The first objective of this Thesis was to conduct a systematic review to evaluate studies on the cost-effectiveness analysis of Therapeutic Drug Monitoring (TDM) of antiTNF in IBD. A cross-sectional descriptive study of studies found in the literature was conducted following the structure of the Preferred Reporting Items for Systematic Reviews and Meta-Analyses (PRISMA) guidelines. The quality of the included studies was assessed using the Consolidated Health Economic Evaluation Reporting Standards (CHEERS) checklist. Thirteen studies from 2013 to 2021 were reviewed, with eight achieving very good to excellent rankings on the CHEERS checklist. This systematic review demonstrated the cost-effectiveness and potential cost-saving benefits of implementing TDM for anti-TNF drugs in IBD management.
The second objective of this Thesis was to evaluate the predictive performance of PopPK models of adalimumab in IBD patients, identified in the literature, to determine the PopPK model that best suited the target population of the Dr. Balmis General University Hospital of Alicante to integrate it into clinical routines. A retrospective observational study involving 134 patients was conducted between 2014 and 2019. Model adequacy was assessed through individual PK parameter distribution and Normalized Prediction Distribution Errors (NPDE) plots, while predictive performance was assessed by calculating bias and precision. Additionally, stochastic simulations were performed to optimize maintenance doses in clinical protocols, to achieve a trough target of 8 mg/L in at least 75% of the population. Among the PopPK models for adalimumab in IBD found in the literature, two were superior in terms of model adequacy and predictive performance. Nevertheless, it was observed that the Empirical Bayesian Estimates (EBEs) were biased from the population mean values, suggesting the need for model refinement based on available data. Furthermore, stochastic simulations with these models suggested potential benefits in increasing the maintenance dose in the protocol to reach the 8 mg/L target.

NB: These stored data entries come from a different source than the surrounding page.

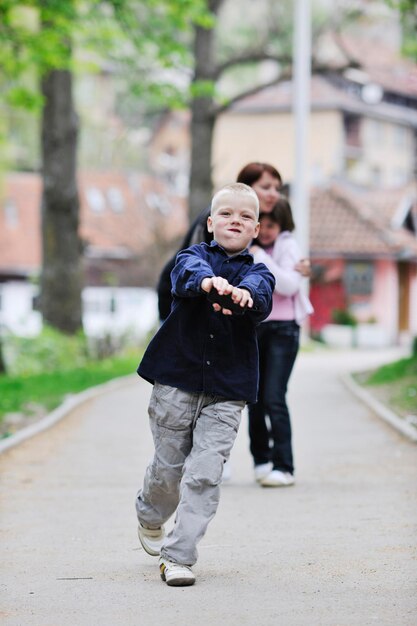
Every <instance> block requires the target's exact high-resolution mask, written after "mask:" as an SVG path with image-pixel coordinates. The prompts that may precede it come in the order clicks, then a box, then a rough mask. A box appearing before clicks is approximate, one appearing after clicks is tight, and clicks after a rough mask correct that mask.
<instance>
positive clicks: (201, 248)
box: [136, 183, 275, 586]
mask: <svg viewBox="0 0 417 626" xmlns="http://www.w3.org/2000/svg"><path fill="white" fill-rule="evenodd" d="M258 216H259V201H258V198H257V195H256V193H255V192H254V191H253V190H252V189H251V188H250V187H248V186H247V185H244V184H243V183H235V184H231V185H227V186H226V187H223V188H222V189H221V190H220V191H218V192H217V193H216V194H215V195H214V197H213V200H212V204H211V214H210V217H209V218H208V222H207V224H208V228H209V230H210V232H213V235H214V241H213V242H212V243H211V244H210V245H208V244H206V243H201V244H197V245H194V246H191V247H190V248H187V249H186V250H182V251H181V252H180V253H179V254H178V256H177V261H176V265H175V267H174V269H173V271H172V275H171V277H172V293H173V295H174V303H173V306H172V310H171V313H170V315H169V316H168V318H167V319H166V320H165V322H164V323H163V324H162V326H161V327H160V329H159V330H158V332H157V333H156V335H155V337H154V338H153V339H152V341H151V343H150V344H149V346H148V348H147V350H146V352H145V355H144V357H143V359H142V361H141V363H140V365H139V367H138V374H139V375H140V376H142V377H143V378H145V379H146V380H148V381H149V382H151V383H153V385H154V387H153V391H152V395H151V399H150V403H149V417H150V426H151V430H152V435H153V439H154V445H155V455H154V458H153V460H152V462H151V463H150V464H149V466H148V467H147V469H146V473H145V478H144V482H143V487H142V489H141V490H140V491H139V493H138V495H137V499H136V511H137V517H138V520H139V527H138V534H139V539H140V542H141V544H142V546H143V548H144V549H145V550H146V552H148V554H151V555H153V556H159V555H160V559H159V567H160V573H161V578H162V580H164V581H165V582H166V583H167V584H168V585H171V586H183V585H192V584H193V583H194V582H195V577H194V574H193V572H192V570H191V566H192V565H194V563H195V562H196V560H197V548H196V546H197V543H198V541H199V540H200V539H201V538H202V537H203V535H204V533H205V531H206V529H207V525H208V523H209V522H210V520H211V519H212V518H213V516H214V515H215V513H216V510H217V506H218V502H219V496H220V487H219V485H220V482H221V478H222V469H223V464H224V463H225V461H226V460H227V459H228V458H229V455H230V451H231V448H232V445H233V443H234V440H235V437H236V434H237V431H238V427H239V423H240V418H241V412H242V409H243V408H244V406H245V404H246V403H247V402H254V401H255V400H256V396H257V387H258V349H257V343H256V329H255V328H256V325H257V324H258V323H260V322H261V321H262V320H264V319H265V318H266V317H267V316H268V315H269V313H270V311H271V303H272V293H273V290H274V286H275V279H274V277H273V275H272V274H271V273H270V271H269V270H268V269H267V268H266V266H265V265H263V264H262V263H257V264H254V262H253V257H252V255H250V254H249V252H248V250H247V247H248V246H249V244H250V243H251V241H252V239H254V237H256V235H257V234H258V231H259V223H258ZM225 295H229V296H230V301H229V302H220V303H218V302H212V301H209V297H210V298H212V297H213V296H215V299H219V297H220V296H225ZM236 307H237V308H236ZM175 511H176V518H175V525H174V527H173V529H172V530H171V532H170V533H169V534H168V535H167V536H165V531H164V526H163V525H164V523H165V522H166V521H167V520H168V518H169V517H170V516H171V515H172V514H173V513H174V512H175Z"/></svg>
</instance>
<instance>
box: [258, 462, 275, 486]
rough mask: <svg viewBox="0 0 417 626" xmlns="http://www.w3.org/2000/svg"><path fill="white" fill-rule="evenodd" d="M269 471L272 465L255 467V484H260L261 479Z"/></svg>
mask: <svg viewBox="0 0 417 626" xmlns="http://www.w3.org/2000/svg"><path fill="white" fill-rule="evenodd" d="M271 470H272V463H261V464H260V465H255V480H256V482H257V483H260V482H261V480H262V479H263V478H265V477H266V476H268V474H269V473H270V472H271Z"/></svg>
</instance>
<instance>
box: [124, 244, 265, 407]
mask: <svg viewBox="0 0 417 626" xmlns="http://www.w3.org/2000/svg"><path fill="white" fill-rule="evenodd" d="M212 276H222V277H223V278H226V279H227V280H228V282H229V283H230V284H231V285H233V286H236V287H241V288H244V289H247V290H248V291H249V292H250V294H251V296H252V299H253V308H252V309H246V311H245V313H244V314H243V315H223V313H221V312H219V313H216V312H215V311H214V309H213V306H212V304H211V303H210V302H209V301H208V300H207V294H206V292H204V291H203V290H202V289H201V287H200V285H201V282H202V280H203V278H206V277H209V278H210V277H212ZM171 281H172V294H173V296H174V301H173V304H172V309H171V313H170V314H169V316H168V317H167V319H166V320H165V321H164V323H163V324H162V326H161V327H160V329H159V330H158V332H157V333H156V335H155V336H154V338H153V339H152V341H151V342H150V344H149V346H148V348H147V349H146V352H145V354H144V356H143V359H142V361H141V363H140V365H139V367H138V370H137V371H138V374H139V375H140V376H142V378H145V380H148V381H149V382H151V383H154V382H155V381H157V382H158V383H161V384H163V385H169V386H171V387H177V388H178V389H184V390H185V391H192V392H204V393H207V394H213V395H216V396H221V397H223V398H226V399H229V400H245V401H247V402H255V401H256V398H257V392H258V377H259V374H258V369H259V366H258V345H257V339H256V330H255V329H256V326H257V325H258V324H259V323H260V322H262V321H263V320H264V319H266V318H267V317H268V315H269V313H270V312H271V308H272V294H273V291H274V287H275V278H274V276H273V275H272V274H271V272H270V271H269V270H268V268H267V267H266V265H264V264H263V263H254V261H253V256H252V255H251V254H249V252H248V251H247V250H245V251H244V252H242V253H240V254H237V255H235V256H228V255H227V254H226V252H225V251H224V250H223V248H222V247H221V246H219V245H218V244H217V242H216V241H212V242H211V244H210V245H208V244H206V243H201V244H197V245H194V246H191V247H190V248H187V249H186V250H182V251H181V252H179V253H178V255H177V260H176V264H175V267H174V269H173V270H172V273H171Z"/></svg>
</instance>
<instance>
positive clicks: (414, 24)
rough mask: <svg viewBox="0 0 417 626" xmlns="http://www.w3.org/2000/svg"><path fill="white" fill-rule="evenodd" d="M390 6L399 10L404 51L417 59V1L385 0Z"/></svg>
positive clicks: (388, 4) (389, 5)
mask: <svg viewBox="0 0 417 626" xmlns="http://www.w3.org/2000/svg"><path fill="white" fill-rule="evenodd" d="M385 1H386V3H387V4H388V6H390V7H391V8H393V9H395V10H396V11H398V12H399V14H400V16H401V22H402V30H403V43H402V52H403V54H404V55H405V56H407V57H410V58H411V59H414V61H417V37H416V34H417V1H416V0H385Z"/></svg>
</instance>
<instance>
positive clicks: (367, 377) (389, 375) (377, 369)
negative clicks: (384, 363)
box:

The last objective of this Thesis was to optimize the selected PopPK model of adalimumab for IBD, looking for the improvement in predictive performance and clinical impact. In this study, the selected model from the previous objective was considered as a reference model. A retrospective observational study involving 54 IBD patients was conducted to refine the reference model. The refinement of the PK parameters was performed using two different methods: estimating the PK parameters without priors (estimated model) and incorporating informative priors in some parameters (prior model). The criterion for model selection were the evaluation of predictive performance and the clinical impact. This final model effectively characterized adalimumab PK in the studied population and improved by up to 50%, compared to the reference model in terms of bias and precision. The main structural difference between both models was the inclusion of the albumin as a meaningful covariate on CL/F. Moreover, the final model significantly improved the clinical impact on the target population, suggesting more accurate dose optimization and increased efficacy in adalimumab treatment.